Transparenz und Camouflage

transparenz und camouflage

 

 

 

 

 

 

 

 

 

 

 

 

 

Das Seminar möchte den Transparenzbegriff in einen Horizont jenseits der aktuellen Debatte über Privatsphären im Netzzeitalter lokalisieren. Dabei kommen so unterschiedliche Kontexte wie die Geschichte der Glasarchitektur, Landschaftsgestaltung, Mikrophysik und hermetische Literatur zur Sprache. Die Moderne ist eine Geschichte der Transparenz, der Aufhebung von Grenzen und der Durchsichtigkeit privaten Lebens. Es gibt kaum noch unzugängliches Terrain in der Welt, alles ist fotografiert, auf Google Earth zu studieren, in einer Tagesreise erreichbar. Seit die Aufklärung die Durchleuchtung aller Dinge auf ihre Fahnen schrieb, ist die menschliche Existenz radikal reformiert worden.
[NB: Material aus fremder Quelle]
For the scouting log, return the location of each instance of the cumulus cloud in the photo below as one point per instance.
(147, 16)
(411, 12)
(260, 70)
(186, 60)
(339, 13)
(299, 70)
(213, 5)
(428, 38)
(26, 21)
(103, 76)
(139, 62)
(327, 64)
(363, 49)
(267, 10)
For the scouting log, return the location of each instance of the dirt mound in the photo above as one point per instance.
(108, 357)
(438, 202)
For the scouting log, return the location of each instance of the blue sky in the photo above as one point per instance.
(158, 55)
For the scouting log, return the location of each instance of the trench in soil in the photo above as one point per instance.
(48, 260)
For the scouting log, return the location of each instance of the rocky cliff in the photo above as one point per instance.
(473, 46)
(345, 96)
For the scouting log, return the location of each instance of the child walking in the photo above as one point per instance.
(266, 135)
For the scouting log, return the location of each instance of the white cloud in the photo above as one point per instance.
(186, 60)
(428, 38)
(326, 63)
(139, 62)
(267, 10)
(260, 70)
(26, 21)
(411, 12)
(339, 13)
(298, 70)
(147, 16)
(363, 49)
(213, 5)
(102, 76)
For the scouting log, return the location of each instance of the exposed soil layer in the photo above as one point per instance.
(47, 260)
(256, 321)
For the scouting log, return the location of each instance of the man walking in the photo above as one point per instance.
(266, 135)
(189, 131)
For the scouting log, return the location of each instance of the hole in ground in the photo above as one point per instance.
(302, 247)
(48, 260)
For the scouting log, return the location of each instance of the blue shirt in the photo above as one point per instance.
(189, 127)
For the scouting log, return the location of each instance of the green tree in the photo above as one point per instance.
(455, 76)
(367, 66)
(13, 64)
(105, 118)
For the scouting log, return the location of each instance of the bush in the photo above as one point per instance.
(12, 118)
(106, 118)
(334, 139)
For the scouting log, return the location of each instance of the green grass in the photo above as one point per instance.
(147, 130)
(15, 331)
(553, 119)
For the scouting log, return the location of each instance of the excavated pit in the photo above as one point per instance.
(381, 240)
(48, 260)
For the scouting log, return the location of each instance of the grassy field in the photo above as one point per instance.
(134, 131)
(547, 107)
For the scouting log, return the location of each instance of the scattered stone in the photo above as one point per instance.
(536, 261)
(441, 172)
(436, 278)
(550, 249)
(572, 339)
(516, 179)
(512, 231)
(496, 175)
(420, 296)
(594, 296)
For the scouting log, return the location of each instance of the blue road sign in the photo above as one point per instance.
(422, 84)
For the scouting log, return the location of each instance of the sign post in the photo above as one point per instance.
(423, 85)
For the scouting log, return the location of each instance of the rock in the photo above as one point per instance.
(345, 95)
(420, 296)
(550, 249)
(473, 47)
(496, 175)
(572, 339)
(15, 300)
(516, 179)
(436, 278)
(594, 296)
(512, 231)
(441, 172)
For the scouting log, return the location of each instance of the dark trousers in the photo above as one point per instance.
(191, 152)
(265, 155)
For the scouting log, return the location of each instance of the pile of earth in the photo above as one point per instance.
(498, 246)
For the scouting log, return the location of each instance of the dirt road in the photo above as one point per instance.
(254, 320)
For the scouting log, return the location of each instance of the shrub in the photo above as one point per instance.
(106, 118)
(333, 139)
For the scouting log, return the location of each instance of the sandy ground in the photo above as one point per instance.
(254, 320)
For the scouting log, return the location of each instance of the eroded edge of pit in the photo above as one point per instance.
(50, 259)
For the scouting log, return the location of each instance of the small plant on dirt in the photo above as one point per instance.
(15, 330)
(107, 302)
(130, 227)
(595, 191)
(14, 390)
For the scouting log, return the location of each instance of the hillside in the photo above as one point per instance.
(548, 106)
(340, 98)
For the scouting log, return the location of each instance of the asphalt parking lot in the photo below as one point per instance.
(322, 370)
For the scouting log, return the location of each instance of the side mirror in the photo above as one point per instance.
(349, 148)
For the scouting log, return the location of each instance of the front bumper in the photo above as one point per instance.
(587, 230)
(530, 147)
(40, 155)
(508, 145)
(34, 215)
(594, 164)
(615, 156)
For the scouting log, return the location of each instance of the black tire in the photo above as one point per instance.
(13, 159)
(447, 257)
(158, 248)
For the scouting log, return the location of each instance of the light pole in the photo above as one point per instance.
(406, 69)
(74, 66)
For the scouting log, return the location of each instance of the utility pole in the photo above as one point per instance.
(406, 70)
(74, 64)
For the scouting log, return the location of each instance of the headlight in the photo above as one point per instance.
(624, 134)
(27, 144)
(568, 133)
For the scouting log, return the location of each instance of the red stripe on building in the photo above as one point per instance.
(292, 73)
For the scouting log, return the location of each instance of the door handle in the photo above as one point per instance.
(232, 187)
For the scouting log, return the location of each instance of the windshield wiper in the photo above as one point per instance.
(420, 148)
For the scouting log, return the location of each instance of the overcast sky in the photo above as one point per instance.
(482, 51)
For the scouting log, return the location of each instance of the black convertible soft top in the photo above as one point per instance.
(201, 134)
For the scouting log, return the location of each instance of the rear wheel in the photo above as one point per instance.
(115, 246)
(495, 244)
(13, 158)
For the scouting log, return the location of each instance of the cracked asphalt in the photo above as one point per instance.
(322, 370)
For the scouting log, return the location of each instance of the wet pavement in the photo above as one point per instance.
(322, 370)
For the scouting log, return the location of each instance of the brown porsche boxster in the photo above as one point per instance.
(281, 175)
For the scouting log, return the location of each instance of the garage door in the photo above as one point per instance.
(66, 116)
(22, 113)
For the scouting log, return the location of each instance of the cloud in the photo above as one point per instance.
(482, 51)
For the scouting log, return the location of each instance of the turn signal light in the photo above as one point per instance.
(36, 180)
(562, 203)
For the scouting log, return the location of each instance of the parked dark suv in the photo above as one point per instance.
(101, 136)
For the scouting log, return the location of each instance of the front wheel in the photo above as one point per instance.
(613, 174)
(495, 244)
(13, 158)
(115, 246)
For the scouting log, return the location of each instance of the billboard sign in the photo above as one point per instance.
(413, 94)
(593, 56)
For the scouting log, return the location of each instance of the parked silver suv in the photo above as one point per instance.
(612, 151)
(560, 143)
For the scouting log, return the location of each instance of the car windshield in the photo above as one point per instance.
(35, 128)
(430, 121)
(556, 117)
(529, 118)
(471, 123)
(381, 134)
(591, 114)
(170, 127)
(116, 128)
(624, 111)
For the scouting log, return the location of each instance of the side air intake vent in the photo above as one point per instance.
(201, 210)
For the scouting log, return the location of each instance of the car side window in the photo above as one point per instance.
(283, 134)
Vom Röntgenbild bis zur Genanalyse hat die Medizin Mittel gefunden, durch die genaue Kenntnis der Körper individuelles Leben zu verlängern. Das moderne Hygienebewusstsein bewahrt uns vor Keimen, die Chemie vor Ungeziefer, die Psychoanalyse vor Neurosen. Demoskopie, Statistik und McKinsey sorgen für weitgehende Normierung von Ausbildungsverlauf, Betriebsgestaltung und Karrieren, die Börse gibt in Realzeit Einblick in den Minutenwert von Unternehmen. Die Erforschung individuellen Lebens und die Optimierung des Bruttosozialeinkommens sind kaum noch voneinander zu trennen.

Vor diesem Hintergrund beschäftigt sich das Seminar mit den durch das Transparenzaxiom entstandenen Verlusten. Kritische Gegenbegriffe wie Individualität, Dickicht, Camouflage, Geheimnis, Dichtung, Mystik und Romantik spielen eine Rolle. Gibt es Reize oder ganze Lebensformen, die mit Netzkommunikation und Facebook verloren gegangen sind? Welche undurchsichtigen Räume gilt es zu schützen oder wiederaufzubauen? Legen wir noch Wert auf so etwas wie “Innerlichkeit”, auf eine private Gedanken- und Gefühlswelt, die dem Aufklärungsbegehren widersteht? Wie sieht Design aus, das nicht auf Transparenz setzt, und wann ist es sinnvoll?